Mal de eternos despiertos y
prestidigitadores de vida como los amigos de Sincé que, entre bolita de leche y
bolita de leche, ya me andan contando de un juego de mesa hecho en madera que rodaba
por las sabanas del caribe colombiano, y que también ha sido conocido como
Macondo. Lo que no me suena inverosímil porque árbol, pueblo, tribu o banano,
si algo se puede hacer con Macondo: es jugar.

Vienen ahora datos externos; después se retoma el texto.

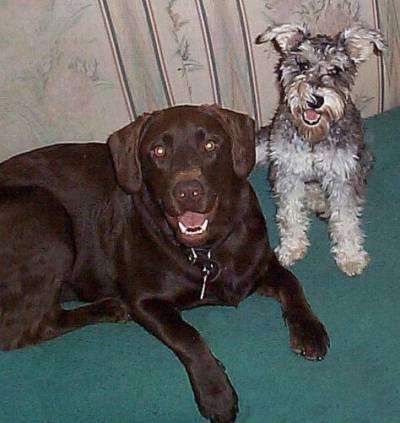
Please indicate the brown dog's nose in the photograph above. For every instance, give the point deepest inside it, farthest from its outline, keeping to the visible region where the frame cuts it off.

Juego mágico en el que terminé metida
hace ya una década gracias al ser al que con mayor dulzura, abnegación, respeto
y alegría he visto definir esta palabra. Un ser caribe designado como “ingeniero
cultural” -por su hija Patricia Alejandra- al emprender el camino de trabajar
en la Fundación Gabriel García Márquez para el nuevo periodismo iberoamericano
-hoy Fundación Gabo-, tras haber hecho carreteras aquí y allá. Jaime García
Márquez, que con la mirada brillante de los crédulos insignes de la familia
Garcíamarquiana me dijo sin sonrojarse: “Es simple, Macondo es un estado del
alma”.
Una definición que al unísono de
apartes del discurso que García Márquez compartió cuando le fue concedido el Nobel,
hablando de la soledad de América Latina y su capacidad de soñar su propia
historia, nos enfrentan a la fuerza universal de este término, que amén de estas
y otras definiciones que la ciencia y las artes nos puedan legar, es por encima
de todo una puerta permanentemente abierta hacia el legítimo derecho de soñar.